All in all, my time was about what I expected based on times from previous years at this race.  The biggest surprise though was how deep the field was.  I passed a handful of people in the last half, but considering how I finished feeling good and how many were ahead of me, I thought for sure I would have passed more.  There are just a whole lot of really good runners out West.  It's definitely a different ball-game out there in the mountains...those guys and gals are fast.

The Rest of the Trip:
We spent Saturday afternoon after the race enjoying a few beers at Golden's 2nd largest brewery - the very tiny and very tasty Golden City Brewery.  Then spent the evening eating pizza and a ridiculous amount of frozen yogurt.

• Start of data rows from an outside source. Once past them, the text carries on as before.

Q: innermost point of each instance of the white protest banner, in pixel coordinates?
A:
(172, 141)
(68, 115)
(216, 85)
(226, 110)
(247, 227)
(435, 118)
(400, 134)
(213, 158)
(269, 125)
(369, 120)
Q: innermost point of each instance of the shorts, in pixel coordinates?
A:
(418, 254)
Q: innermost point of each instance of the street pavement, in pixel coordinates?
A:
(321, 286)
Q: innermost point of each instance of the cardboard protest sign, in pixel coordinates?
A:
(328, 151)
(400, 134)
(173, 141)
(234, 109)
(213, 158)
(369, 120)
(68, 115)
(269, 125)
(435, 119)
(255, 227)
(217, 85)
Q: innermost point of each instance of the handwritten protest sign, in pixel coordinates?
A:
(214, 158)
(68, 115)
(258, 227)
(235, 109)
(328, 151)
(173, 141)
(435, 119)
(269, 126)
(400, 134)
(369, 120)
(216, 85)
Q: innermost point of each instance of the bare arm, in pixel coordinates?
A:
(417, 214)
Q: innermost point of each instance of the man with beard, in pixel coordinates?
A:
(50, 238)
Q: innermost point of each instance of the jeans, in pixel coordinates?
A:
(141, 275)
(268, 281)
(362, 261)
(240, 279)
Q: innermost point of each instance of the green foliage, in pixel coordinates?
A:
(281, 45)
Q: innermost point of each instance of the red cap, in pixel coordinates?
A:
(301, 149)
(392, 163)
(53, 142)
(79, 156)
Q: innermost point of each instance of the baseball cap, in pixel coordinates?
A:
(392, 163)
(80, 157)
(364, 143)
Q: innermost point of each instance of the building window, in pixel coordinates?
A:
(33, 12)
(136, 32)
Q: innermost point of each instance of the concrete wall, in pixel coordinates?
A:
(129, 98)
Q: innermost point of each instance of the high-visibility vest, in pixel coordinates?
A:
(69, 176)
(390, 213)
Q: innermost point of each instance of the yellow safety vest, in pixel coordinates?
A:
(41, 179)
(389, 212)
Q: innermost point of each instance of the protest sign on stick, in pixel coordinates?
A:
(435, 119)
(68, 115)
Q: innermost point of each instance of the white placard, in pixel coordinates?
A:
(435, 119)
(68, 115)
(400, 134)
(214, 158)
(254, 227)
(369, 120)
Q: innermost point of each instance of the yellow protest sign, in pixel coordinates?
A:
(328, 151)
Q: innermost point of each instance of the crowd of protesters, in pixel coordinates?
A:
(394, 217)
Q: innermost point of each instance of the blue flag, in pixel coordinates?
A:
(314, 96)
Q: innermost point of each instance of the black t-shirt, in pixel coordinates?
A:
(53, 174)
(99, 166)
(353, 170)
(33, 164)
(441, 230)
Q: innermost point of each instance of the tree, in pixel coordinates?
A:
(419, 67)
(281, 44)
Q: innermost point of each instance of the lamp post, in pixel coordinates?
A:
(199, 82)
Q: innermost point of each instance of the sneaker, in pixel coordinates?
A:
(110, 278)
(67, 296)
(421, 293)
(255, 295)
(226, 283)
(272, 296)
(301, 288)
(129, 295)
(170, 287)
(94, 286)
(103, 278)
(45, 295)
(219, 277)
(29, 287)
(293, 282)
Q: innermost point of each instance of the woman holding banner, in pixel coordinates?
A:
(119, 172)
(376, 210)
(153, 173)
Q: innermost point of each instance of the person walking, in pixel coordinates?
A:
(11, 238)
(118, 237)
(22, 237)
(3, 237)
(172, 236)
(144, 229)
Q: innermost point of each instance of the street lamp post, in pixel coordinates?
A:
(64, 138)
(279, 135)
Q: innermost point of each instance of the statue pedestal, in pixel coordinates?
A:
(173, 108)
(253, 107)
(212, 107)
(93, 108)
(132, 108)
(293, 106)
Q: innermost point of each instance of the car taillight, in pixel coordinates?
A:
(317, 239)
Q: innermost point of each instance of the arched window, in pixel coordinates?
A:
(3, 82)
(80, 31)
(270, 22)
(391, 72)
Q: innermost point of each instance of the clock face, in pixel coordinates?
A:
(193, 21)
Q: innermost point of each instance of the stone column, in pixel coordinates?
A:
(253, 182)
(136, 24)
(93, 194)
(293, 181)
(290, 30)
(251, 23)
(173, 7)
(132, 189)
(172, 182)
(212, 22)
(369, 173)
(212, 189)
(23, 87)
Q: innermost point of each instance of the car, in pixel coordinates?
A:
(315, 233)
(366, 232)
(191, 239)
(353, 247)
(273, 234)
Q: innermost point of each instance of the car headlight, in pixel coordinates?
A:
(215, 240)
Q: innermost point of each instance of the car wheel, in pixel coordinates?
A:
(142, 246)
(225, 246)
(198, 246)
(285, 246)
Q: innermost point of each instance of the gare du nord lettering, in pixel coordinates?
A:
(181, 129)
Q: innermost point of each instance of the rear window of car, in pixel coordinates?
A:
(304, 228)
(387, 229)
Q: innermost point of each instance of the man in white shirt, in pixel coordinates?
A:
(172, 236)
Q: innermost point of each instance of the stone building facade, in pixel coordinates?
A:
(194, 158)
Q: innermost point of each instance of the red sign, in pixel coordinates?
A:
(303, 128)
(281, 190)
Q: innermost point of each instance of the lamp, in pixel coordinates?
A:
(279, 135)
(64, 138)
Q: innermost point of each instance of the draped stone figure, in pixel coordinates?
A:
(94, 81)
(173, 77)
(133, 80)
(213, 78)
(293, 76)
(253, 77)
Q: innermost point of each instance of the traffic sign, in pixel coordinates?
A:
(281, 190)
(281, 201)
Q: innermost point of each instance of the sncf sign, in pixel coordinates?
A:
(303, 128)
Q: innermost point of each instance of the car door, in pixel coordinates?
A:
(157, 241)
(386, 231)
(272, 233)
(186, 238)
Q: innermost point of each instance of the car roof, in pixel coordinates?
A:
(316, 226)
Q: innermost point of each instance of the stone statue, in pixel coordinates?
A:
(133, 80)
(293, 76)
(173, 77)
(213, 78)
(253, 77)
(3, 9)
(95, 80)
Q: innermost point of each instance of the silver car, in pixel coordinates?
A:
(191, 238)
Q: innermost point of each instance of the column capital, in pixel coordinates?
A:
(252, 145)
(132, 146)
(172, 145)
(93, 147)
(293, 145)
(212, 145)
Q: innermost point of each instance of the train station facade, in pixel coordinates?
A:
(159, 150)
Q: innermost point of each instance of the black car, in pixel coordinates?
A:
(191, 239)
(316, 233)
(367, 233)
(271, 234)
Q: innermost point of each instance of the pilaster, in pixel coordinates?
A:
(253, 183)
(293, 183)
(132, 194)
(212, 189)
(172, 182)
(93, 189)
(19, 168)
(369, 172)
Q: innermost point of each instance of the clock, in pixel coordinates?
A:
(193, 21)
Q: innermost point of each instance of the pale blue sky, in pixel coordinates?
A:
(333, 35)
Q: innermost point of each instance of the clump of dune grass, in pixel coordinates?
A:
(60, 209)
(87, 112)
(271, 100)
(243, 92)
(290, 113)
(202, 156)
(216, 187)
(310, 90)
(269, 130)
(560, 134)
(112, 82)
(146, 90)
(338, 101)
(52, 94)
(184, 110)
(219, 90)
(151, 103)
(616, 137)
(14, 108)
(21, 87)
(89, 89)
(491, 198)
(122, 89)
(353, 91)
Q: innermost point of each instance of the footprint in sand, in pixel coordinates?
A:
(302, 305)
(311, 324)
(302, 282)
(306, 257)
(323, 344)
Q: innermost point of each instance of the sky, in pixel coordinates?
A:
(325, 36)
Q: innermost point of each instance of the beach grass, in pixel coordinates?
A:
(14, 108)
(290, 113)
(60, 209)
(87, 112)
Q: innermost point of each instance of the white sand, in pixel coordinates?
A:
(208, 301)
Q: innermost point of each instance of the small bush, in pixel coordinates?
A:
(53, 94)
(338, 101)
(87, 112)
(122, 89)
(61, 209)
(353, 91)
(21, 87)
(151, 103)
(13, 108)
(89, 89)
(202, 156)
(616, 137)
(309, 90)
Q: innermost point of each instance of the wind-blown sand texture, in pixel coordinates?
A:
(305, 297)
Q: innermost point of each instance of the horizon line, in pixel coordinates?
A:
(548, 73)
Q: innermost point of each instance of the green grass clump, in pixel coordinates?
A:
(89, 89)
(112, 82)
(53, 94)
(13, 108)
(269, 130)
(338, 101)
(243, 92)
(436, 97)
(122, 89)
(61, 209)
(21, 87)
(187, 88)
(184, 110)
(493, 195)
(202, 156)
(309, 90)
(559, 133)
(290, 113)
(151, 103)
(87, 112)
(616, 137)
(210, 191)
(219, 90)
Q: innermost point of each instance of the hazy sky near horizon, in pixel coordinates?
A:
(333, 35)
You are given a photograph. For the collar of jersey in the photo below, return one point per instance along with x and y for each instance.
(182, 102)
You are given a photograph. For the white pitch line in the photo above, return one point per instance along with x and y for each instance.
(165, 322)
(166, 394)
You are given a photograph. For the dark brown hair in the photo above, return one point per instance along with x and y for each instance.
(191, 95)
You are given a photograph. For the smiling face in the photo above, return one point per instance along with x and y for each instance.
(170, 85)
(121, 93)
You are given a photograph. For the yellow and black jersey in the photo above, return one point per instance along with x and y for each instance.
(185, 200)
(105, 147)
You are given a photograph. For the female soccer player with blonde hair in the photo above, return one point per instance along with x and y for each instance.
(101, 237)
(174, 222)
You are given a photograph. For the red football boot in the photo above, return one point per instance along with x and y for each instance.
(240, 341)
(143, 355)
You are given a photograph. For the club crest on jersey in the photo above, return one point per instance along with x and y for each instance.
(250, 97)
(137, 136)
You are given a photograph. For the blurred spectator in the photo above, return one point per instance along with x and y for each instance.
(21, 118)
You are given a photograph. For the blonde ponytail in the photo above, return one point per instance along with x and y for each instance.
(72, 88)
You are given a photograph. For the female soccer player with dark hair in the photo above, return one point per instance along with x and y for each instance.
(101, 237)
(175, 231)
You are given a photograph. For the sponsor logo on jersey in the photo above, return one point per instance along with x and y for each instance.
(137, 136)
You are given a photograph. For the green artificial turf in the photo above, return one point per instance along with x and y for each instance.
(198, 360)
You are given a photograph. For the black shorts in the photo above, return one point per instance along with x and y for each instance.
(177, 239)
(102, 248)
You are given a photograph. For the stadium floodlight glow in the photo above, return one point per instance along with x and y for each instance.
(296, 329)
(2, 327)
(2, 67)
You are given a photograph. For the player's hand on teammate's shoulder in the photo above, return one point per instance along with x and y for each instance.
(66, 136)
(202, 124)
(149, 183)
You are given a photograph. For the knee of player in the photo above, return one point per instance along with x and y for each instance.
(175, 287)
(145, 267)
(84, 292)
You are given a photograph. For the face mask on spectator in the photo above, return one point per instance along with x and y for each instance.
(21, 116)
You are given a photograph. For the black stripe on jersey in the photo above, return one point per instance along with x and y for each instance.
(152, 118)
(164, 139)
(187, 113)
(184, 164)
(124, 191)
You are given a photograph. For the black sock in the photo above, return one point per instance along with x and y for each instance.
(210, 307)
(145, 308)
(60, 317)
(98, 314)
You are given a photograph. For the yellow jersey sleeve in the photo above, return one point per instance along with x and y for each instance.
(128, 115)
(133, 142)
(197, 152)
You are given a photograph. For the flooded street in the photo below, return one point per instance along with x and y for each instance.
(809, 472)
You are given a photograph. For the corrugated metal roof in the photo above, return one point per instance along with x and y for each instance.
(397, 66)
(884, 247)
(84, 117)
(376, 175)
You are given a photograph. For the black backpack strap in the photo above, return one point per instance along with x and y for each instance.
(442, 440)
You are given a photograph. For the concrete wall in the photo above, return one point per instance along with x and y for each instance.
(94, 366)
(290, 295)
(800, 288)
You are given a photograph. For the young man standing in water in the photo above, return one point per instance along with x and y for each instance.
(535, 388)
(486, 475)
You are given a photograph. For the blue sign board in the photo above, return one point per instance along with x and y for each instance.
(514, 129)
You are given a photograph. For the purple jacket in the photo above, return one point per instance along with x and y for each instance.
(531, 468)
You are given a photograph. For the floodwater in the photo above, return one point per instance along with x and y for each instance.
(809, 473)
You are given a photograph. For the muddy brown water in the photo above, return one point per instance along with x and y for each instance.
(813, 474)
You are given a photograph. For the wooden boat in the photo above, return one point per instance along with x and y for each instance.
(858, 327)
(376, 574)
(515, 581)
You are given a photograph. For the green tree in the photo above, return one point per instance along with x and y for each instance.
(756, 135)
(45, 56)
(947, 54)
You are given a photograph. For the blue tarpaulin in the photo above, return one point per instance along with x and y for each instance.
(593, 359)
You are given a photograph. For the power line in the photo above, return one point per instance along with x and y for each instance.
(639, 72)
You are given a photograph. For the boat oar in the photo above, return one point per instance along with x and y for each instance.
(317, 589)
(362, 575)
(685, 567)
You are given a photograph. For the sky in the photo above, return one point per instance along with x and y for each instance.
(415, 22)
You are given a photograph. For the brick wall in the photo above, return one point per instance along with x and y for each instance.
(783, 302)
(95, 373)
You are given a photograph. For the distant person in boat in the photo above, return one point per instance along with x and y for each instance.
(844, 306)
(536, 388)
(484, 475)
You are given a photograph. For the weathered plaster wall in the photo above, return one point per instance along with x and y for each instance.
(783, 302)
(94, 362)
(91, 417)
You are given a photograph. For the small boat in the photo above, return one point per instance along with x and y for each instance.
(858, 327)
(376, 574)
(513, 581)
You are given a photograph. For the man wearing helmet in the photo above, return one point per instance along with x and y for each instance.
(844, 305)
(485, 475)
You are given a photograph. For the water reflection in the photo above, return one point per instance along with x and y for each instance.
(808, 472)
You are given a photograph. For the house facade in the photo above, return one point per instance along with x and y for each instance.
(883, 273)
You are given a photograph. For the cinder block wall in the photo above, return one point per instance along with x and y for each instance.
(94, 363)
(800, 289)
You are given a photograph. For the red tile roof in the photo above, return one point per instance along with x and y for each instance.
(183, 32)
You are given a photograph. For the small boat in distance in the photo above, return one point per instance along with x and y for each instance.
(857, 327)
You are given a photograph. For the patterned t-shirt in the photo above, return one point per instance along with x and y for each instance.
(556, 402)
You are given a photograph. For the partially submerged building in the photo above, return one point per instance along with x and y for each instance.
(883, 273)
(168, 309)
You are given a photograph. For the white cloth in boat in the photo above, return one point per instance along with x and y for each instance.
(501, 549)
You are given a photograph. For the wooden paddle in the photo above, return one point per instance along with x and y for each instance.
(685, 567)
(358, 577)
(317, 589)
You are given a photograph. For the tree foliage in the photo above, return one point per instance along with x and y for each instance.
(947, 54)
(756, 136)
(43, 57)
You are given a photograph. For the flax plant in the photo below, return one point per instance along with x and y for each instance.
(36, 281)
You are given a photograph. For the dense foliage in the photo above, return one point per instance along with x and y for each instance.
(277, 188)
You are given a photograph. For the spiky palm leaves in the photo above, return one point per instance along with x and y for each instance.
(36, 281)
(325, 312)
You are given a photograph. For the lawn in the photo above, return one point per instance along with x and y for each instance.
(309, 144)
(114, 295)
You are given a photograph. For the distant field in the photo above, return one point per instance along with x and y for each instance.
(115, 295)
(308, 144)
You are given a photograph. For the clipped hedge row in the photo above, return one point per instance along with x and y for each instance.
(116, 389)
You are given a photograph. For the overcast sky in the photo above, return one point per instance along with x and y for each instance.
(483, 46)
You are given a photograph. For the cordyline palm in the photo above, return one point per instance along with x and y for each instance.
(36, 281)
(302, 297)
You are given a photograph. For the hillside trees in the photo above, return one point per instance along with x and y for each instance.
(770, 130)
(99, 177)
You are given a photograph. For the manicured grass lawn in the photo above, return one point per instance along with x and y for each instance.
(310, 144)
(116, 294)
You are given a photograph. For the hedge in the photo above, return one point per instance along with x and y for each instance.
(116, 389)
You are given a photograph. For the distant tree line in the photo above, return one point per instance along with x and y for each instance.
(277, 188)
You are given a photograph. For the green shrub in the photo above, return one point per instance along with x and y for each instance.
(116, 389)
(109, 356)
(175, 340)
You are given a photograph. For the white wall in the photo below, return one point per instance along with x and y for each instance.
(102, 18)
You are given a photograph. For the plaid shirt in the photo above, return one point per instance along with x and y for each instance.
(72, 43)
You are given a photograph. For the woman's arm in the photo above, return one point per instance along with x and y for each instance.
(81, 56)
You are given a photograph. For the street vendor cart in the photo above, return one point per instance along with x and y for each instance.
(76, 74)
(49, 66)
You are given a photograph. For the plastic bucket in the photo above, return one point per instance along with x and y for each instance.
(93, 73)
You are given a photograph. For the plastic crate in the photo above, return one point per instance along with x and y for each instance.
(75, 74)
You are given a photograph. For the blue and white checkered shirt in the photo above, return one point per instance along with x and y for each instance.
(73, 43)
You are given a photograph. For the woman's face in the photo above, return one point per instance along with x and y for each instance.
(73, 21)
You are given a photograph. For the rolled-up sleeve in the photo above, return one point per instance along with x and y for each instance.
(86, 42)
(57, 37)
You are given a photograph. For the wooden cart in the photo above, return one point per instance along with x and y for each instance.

On Sunday we ran the 7 mile Apex Loop right behind Joe's house, went shoe shopping for Arley, went to Hangover 2, played tennis (all of us were equally bad), and even drove up and saw Buffalo Bill's Grave!  We still don't really know what Buffalo Bill did, but we did clarify that he is not the same guy as Wild Bill.

Even though this was right next to Buffalo Bill's grave, we're fairly certain
Buffalo Bill was not actually a Buffalo.
Then on Monday, we made the trip to Estes Park and Rocky Mountain National Park.  We did an awesome 10 mile or so run near Estes Park - the Lumpy Ridge Loop.  Even saw a bunch of big Elk and was a beautiful trail.

Moose sighting! On the short drive back into Estes Park right after our run.
After lunch, we drove up Trail Ridge Road through Rocky Mountain National Park, and turned around just past the high point of over 12,000 feet.  There was still an unbelievable amount of snow up there - it was actually the first day the road was open for the season.  I'm glad we went up there...there were some beautiful views of the mountains.  Although I'm pretty sure that's what finished me off.

Joe and Arley in Rocky Mountain National Park.
Great views of the snowy Rocky's above the tree line.
Altitude Sickness is Miserable.
By the time we got back to Joe's house on Monday, the altitude was taking its toll.  I was completely exhausted, couldn't eat, and would find myself laying in bed for the next two days and missing the climb up Pike's Peak that Joe and Arley did the next day.  I knew altitude sickness could happen to anyone and that it could get pretty bad, but I had never been nearly that sick in my life.  It was pretty miserable.  I didn't really eat for three days, lost over 8 pounds, and took a few days to get the energy and appetite back.  I even had to take three days completely off from running.  And I really don't like taking days off...first time off since sometime back in October.

I have been told by some runners who are much smarter than me that if you don't take a break, at some point your body will find a way to force you to take a break.  I think that's sort of what happened here.  I had 14 weeks in a row of pretty consistently hard training, so I think I was maybe walking that fine line of how much is too much.  In the end, I think it was probably a really good thing to be forced to take some time off.  And getting sick is a million times better than an injury, so I am quite grateful for that.

Needless to say, I don't have any desire to run out in CO again anytime soon, but I'm sure I'll be talked into giving it another shot sometime sooner than later.  Besides, I have to run up Pike's Peak since I bailed this time.  In the meantime, I'm just going to hang out here in Minnesota and try to stay below 1,000 feet.


  1. Sounds like a good trip overall. Hopefully you will adapt to altitude the next time you head out that way.

    Hmmmm... if you plan to stay below 1000 feet that means no trips to the North Shore! Or at least no running the ridgelines ;->

  2. Haha...yeah I was sort of kidding about 1,000 feet. I'll still be heading up to the SHT this summer. I'll be testing out 5,000 feet this weekend at Black Hills...I'm hoping that will go much better.

  3. Good Luck man, you will be fine!!!! I have faith. Nice report.